Parasexual Cycle (Molecular Biology)

The parasexual cycle allows new allele combinations to be formed independently of whether the organism can undergo a sexual cycle and meiosis. The parasexual cycle involves the fusion of haploid nuclei, mitotic recombination, and random chromosome losses. Parasexuality was discovered by Giorgio Pontecorvo (1) and has been demonstrated with several fungi and, in a modified form, with cultured cells of multicellular animals.

The parasexual cycle is sketched in Fig. 1, taking a filamentous Ascomycete as a model. Fusion of haploid cells to form a heterokaryon occurs spontaneously in many fungi in a process called hyphal anastomosis. In many fungi this process occurs with certain pairs of strains said to be vegetatively compatible and fails with others. Compatibility requires the strains to carry certain combinations of alleles at certain genes. Heterokaryons can be prepared in the laboratory by fusion of protoplasts and other techniques in fungi without anastomosis and in many other organisms.

Figure 1. Parasexual cycle in filamentous Ascomycetes . Nuclei are followed from the haploid parents above to the haploid segregants below, through cell fusion, nuclear fusion, and haploidization. Recombinant nuclei are indicated by different shading patterns.

 Parasexual cycle in filamentous Ascomycetes . Nuclei are followed from the haploid parents above to the haploid segregants below, through cell fusion, nuclear fusion, and haploidization. Recombinant nuclei are indicated by different shading patterns.
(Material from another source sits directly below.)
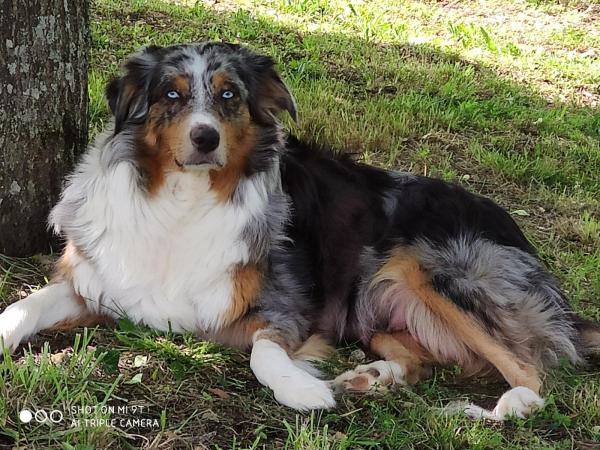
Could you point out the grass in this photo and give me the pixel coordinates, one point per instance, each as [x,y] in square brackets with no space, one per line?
[501,96]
Two haploid nuclei in a heterokaryon may fuse to form a diploid nucleus. This process occurs seldom or not at all in vegetative heterokaryons, although it may be very quick after the fusion of gametes in the sexual cycle. Diploid cells are usually very hard to distinguish from heterokaryotic cells carrying the same genetic markers, but they may be very easily distinguished from haploid cells. In fungi in which all spores are uninucleate, colonies grown from diploid and haploid spores are distinguished easily with the help of appropriate genetic markers.

The diploid nuclei of many fungi are unstable because the loss of one chromosome of each pair is not deleterious. A slow process of haploidization takes place during mitotic growth as random chromosome losses convert the diploid into haploids through intermediates called aneuploids. The resulting haploid nuclei contain random combinations of the chromosomes of the two original haploid nuclei. The frequency of chromosome loss is increased by treatments with benomyl and other agents.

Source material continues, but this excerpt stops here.